I found an interesting parallel not in the 40/50’s housewife, but instead the iconic idealized beauty of burlesque performers of the time. These women were alone on a stage, performing as powerful, sexually charged superwomen …that set a level of dominance and control over those who dared look upon them. Blending images to create a composite of both creates a challenge to both narratives. The decorative aspect of modern pattern, floral decoration and domesticity is a graphic play to parallel these merged icons.
Would you still be painting cowboys if you were a New Yorker rather than a Texan?
If I was instead born and raised in New York, it would be unlikely I would be painting cowboys.. I believe that there is a level of authenticity tied to a quirkiness of my viewpoint that resonates in this work that would otherwise not exist if I lacked the experiences of a ranching life.
In the movies, a cowboy is motivated by love or vengeance. What motivates you?
I’m motivated to connect and create.

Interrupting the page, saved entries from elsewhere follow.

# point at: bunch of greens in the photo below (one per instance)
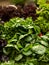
(24, 46)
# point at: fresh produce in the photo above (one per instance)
(24, 37)
(24, 45)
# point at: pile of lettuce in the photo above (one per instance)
(24, 45)
(27, 41)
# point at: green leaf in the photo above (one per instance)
(39, 49)
(18, 57)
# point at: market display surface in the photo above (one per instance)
(24, 34)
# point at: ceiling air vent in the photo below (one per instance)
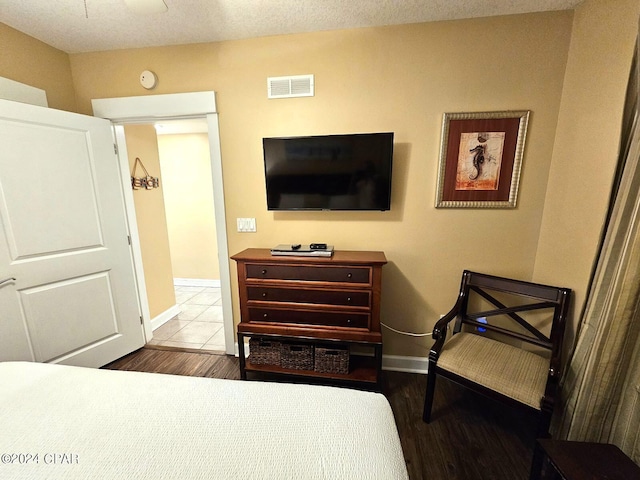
(289, 87)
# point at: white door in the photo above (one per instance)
(64, 239)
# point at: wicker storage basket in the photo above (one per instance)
(264, 351)
(331, 359)
(298, 356)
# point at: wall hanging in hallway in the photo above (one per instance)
(148, 182)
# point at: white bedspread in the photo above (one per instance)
(60, 422)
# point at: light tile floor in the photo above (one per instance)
(199, 324)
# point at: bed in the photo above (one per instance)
(77, 423)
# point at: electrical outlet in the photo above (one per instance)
(246, 224)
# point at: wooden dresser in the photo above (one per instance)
(314, 301)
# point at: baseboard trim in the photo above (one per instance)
(196, 282)
(164, 317)
(401, 363)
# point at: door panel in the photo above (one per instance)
(63, 236)
(32, 203)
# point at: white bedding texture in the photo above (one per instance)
(62, 422)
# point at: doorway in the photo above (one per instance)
(187, 191)
(151, 109)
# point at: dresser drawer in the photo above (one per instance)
(331, 319)
(310, 273)
(326, 297)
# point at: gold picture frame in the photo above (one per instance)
(481, 159)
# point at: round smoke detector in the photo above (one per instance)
(148, 79)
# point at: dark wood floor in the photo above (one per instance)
(468, 438)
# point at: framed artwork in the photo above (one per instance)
(480, 159)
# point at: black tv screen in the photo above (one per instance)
(329, 172)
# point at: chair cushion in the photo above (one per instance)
(514, 372)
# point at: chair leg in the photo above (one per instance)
(428, 398)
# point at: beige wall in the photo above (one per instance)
(29, 61)
(188, 196)
(150, 216)
(587, 142)
(401, 79)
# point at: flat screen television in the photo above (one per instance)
(329, 172)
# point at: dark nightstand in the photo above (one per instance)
(557, 459)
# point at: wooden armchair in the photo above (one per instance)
(497, 347)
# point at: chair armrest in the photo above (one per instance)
(439, 333)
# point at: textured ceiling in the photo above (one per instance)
(95, 25)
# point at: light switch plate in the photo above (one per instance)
(246, 224)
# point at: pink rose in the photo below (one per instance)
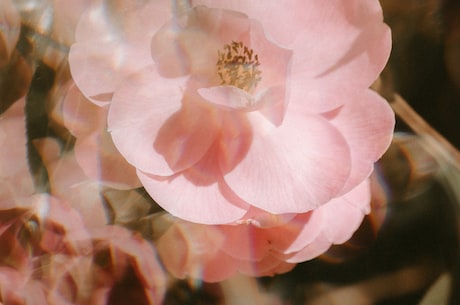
(217, 252)
(122, 266)
(10, 27)
(15, 179)
(233, 111)
(94, 150)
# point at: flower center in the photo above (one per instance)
(238, 65)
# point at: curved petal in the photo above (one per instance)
(343, 215)
(312, 250)
(284, 22)
(320, 74)
(284, 166)
(245, 242)
(137, 113)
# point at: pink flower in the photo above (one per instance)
(94, 149)
(122, 267)
(217, 252)
(10, 26)
(231, 111)
(69, 183)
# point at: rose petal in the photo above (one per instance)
(188, 195)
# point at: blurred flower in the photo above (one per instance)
(94, 149)
(122, 269)
(10, 26)
(69, 183)
(217, 252)
(49, 256)
(229, 116)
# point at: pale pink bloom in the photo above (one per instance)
(10, 26)
(94, 149)
(15, 177)
(122, 266)
(20, 289)
(240, 110)
(217, 252)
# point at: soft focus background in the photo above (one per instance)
(412, 256)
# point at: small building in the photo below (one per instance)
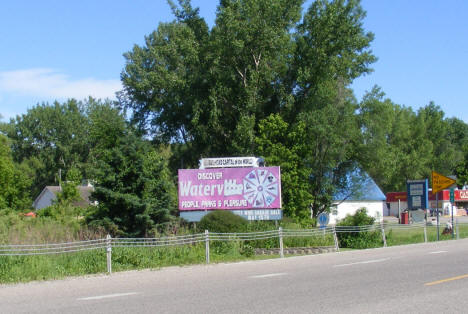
(362, 192)
(49, 194)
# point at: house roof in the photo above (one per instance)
(84, 191)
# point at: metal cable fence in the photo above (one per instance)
(280, 239)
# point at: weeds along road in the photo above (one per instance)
(418, 278)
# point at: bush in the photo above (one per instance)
(359, 240)
(222, 221)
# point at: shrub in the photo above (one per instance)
(222, 221)
(359, 240)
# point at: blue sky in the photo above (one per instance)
(55, 49)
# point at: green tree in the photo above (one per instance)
(50, 138)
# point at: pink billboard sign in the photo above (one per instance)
(230, 188)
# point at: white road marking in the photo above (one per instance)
(115, 295)
(268, 275)
(363, 262)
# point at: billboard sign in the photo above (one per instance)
(417, 194)
(229, 188)
(441, 182)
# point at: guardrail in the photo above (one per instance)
(207, 237)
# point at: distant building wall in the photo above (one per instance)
(46, 199)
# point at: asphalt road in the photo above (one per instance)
(418, 278)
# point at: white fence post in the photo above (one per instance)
(109, 254)
(383, 235)
(280, 233)
(207, 246)
(335, 237)
(425, 233)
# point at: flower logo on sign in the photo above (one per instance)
(260, 188)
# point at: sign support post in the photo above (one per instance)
(437, 213)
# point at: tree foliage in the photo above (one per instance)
(134, 189)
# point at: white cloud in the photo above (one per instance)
(52, 84)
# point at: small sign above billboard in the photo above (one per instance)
(230, 162)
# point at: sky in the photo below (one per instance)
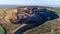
(31, 2)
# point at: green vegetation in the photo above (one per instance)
(57, 33)
(55, 10)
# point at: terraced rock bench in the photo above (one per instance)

I believe, though it took a long time to manifest, this internal drive to create the art/ideas/visions I want to see in the world is what gets me up in the morning and keeps me going late into the night.
What is your origin story?
I was born in Lubbock Texas while my parents were in college. My parents were high school sweethearts from a small town in West Texas. Dad was from a ranching/farming family and my mother’s family was in the oil industry and were teachers. My parents decided to become teachers and I grew up out in the country outside of Monahans, Texas. Dad made sure that my brother and I knew how to work the land and raise animals. He ranched on the side and we worked on the weekend for larger ranchers in the area.
I know you were almost a law & order man. How’d you make that transition from lawyer to artist? Did you always know deep down that you were meant to travel another path?
Even in law school, I would take electives in Art. Art was always my escape. While working as an attorney in Houston, I took night classes to hone my skills painting and drawing at Glassell. My wife would send me to painting workshops as birthday and holiday gifts.
Making and creating was always a part of what made me tick.
Do you have any advice for artists who might want to follow in your footsteps?
Wear comfortable shoes with good arch supports. Art is about making, creating and failing forward. I would recommend taking time and devoting energy to explore what’s out there, decide and know what kind of work you would like to see in the world. I believe this changes over time as we evolve and explore. The process of discovering how and why Your Work is what you want/need to make and how it manifests the vision becomes incrementally the evolving blueprint for your artistic career. The more you know about who you are, why you believe this construct after testing it and questioning it over and over… coupled with taking the time to learn (giving yourself to fail) at the skills necessary to master any given medium you decide to explore.
Are you a white hat or a black hat?
If you put black/white hat filter on me…I’m betting you will see stripes or polka dots.
About the Artist
Born and raised in far west Texas, B Shawn Cox ran from a ranching life gaining degrees in Architecture and Law along the way. After years of diverse business experiences and diversions, he is focused and compelled to create. His current body of work is a re-exploration and commentary of memories, understandings, and perceptions — some real, some imagined and most often adulterated. This exploration of both internal and external stories becomes visual expression of his Why and an understanding of the world as well as his place in this world.